While there are dozens of variable pay-periods, there are four which stand out the most:
Weekly pay
Monthly pay
Bi-weekly pay
Semi-monthly pay
Of these, one of the most common questions that a person in payroll accounting receives is, what is the difference between bi-weekly and semi-monthly pay periods? At a glance the two seem to be the same thing, but for a business they are very different. So, while trying to balance employee and business expectations keep these valuable points in mind.
Bi-weekly pay
Bi-weekly pay periods are paid every two weeks and result in 26 pay periods per calendar year. This system may occasionally result in three pay periods in a single month, and in leap years this can result in 27 pay periods each year instead of 26.
While bi-weekly pay periods are more popular among employees due to the frequency and consistency which makes paying personal bills more manageable, there are downsides that a company must manage, such as:
The system is less efficient than monthly and semi-monthly pay periods.
Monthly benefit premiums can be difficult to manage.
The lack of consistency in pay dates can result in payroll errors.
3 pay periods per month and a 27th pay period can result in complications when it comes to annual pay expectations and employer sponsored benefits and contributions.
Semi-monthly pay
Semi-monthly pay periods are any two reoccurring and evenly spaced pay dates in a month. For example, most companies which choose semi-monthly pay will pay employees on the 1st and 15th of each month and occasionally the 15th and the last day of the month.

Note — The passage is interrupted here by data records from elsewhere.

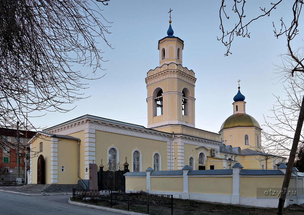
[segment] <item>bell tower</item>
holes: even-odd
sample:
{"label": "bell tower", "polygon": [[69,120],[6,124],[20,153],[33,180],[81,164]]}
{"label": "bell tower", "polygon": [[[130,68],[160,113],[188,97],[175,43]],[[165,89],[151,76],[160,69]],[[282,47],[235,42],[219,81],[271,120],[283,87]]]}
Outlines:
{"label": "bell tower", "polygon": [[167,132],[172,131],[164,126],[195,127],[196,79],[192,70],[183,67],[184,41],[173,35],[171,22],[170,18],[168,35],[158,41],[159,66],[150,70],[146,78],[147,127]]}

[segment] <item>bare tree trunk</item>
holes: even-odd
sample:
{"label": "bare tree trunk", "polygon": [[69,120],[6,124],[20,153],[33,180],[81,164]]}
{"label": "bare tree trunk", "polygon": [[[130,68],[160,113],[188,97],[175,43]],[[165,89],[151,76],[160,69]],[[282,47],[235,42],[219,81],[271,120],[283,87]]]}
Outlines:
{"label": "bare tree trunk", "polygon": [[284,207],[285,200],[286,199],[287,189],[289,186],[289,182],[290,181],[291,173],[292,172],[292,167],[293,167],[293,163],[295,162],[295,158],[297,149],[298,149],[298,145],[300,140],[303,120],[304,120],[304,96],[303,96],[302,99],[302,103],[301,104],[299,118],[297,123],[297,127],[295,129],[295,136],[292,142],[292,146],[291,150],[290,151],[289,159],[288,159],[288,163],[287,164],[286,173],[285,173],[285,177],[284,178],[283,185],[282,186],[281,193],[282,194],[281,197],[279,199],[279,204],[278,206],[278,213],[279,215],[281,215],[282,214],[283,207]]}

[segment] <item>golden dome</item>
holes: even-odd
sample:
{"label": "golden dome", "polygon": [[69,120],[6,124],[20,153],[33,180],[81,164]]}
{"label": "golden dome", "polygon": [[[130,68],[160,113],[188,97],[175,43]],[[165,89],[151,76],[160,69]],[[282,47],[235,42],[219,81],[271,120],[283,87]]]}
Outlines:
{"label": "golden dome", "polygon": [[233,127],[254,126],[261,128],[260,125],[254,118],[246,113],[233,114],[227,118],[221,126],[221,130]]}

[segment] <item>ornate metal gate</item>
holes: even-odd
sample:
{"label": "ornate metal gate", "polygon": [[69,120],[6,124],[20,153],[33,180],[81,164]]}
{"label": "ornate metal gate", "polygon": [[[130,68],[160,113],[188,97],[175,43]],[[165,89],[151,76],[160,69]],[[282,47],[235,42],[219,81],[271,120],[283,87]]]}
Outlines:
{"label": "ornate metal gate", "polygon": [[98,174],[98,189],[124,192],[126,179],[123,174],[130,171],[129,165],[126,157],[126,163],[123,165],[119,163],[116,164],[114,161],[112,163],[104,166],[102,160]]}

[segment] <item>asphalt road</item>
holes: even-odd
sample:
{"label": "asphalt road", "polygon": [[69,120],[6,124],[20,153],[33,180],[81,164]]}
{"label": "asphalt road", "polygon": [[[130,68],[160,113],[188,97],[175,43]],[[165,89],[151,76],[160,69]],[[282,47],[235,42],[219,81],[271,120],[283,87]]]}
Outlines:
{"label": "asphalt road", "polygon": [[26,196],[0,191],[0,214],[121,214],[69,204],[70,196]]}

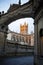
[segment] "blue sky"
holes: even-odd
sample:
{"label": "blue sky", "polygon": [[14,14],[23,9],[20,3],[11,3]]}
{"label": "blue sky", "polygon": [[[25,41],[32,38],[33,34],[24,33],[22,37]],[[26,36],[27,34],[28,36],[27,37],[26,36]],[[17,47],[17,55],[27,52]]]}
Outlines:
{"label": "blue sky", "polygon": [[[28,2],[29,0],[21,0],[21,4]],[[19,0],[0,0],[0,11],[7,12],[10,4],[18,4]]]}
{"label": "blue sky", "polygon": [[[24,4],[28,2],[29,0],[21,0],[21,4]],[[10,7],[10,4],[18,4],[19,0],[0,0],[0,12],[4,11],[7,12],[7,10]],[[28,33],[31,33],[31,31],[34,32],[34,20],[32,18],[24,18],[17,20],[16,22],[13,21],[8,27],[10,30],[14,32],[20,32],[20,24],[24,24],[24,22],[28,23]]]}

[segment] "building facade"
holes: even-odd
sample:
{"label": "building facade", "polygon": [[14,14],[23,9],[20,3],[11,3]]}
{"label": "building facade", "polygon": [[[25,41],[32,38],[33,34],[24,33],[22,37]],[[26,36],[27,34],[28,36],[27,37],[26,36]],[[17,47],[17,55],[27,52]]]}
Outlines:
{"label": "building facade", "polygon": [[28,34],[28,24],[26,24],[26,22],[24,23],[24,25],[20,25],[20,33]]}
{"label": "building facade", "polygon": [[28,34],[28,24],[26,22],[24,25],[20,25],[20,33],[10,31],[7,39],[20,44],[34,46],[34,33]]}

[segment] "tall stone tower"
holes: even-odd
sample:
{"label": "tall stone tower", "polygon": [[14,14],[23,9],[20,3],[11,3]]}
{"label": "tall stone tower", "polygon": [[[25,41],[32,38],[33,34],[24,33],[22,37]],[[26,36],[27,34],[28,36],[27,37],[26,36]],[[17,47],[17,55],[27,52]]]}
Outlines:
{"label": "tall stone tower", "polygon": [[24,23],[24,25],[20,24],[20,33],[28,34],[28,24],[26,24],[26,22]]}

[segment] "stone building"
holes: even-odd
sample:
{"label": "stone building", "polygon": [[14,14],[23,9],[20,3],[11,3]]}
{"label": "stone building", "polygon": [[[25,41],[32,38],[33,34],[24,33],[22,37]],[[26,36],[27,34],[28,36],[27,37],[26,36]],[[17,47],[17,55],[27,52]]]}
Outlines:
{"label": "stone building", "polygon": [[20,44],[34,46],[34,33],[28,34],[28,24],[26,22],[24,25],[20,24],[20,33],[10,31],[7,39],[19,42]]}
{"label": "stone building", "polygon": [[28,34],[28,24],[26,24],[26,22],[24,23],[24,25],[20,25],[20,33]]}

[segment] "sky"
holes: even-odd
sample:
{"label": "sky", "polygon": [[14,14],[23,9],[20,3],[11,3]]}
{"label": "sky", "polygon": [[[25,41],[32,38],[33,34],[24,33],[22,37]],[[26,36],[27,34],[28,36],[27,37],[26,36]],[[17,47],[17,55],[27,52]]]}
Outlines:
{"label": "sky", "polygon": [[[21,0],[21,4],[24,4],[28,2],[29,0]],[[4,11],[7,12],[7,10],[10,7],[10,4],[18,4],[19,0],[0,0],[0,12]],[[9,29],[14,32],[20,32],[20,24],[24,24],[26,22],[28,24],[28,33],[31,33],[31,31],[34,32],[34,20],[32,18],[24,18],[19,19],[16,21],[13,21],[11,24],[8,25]]]}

For companies with a high percentage of salaried workers or who are trying to manage efficiency when accounting for payroll this can be a good option as it is more efficient and set on a specific timeline each month. However, semi-monthly pay does not come without complications, such as:
Potential errors when calculating overtime.
Some work weeks may not align with pay cycles.
Holidays may affect when an employee is paid.
Both bi-weekly and semi-monthly pay periods have their positives and negatives when managing payroll accounting but understanding how each works and the benefits that can be accommodated for your business will help you determine how to account for payroll as your business grows.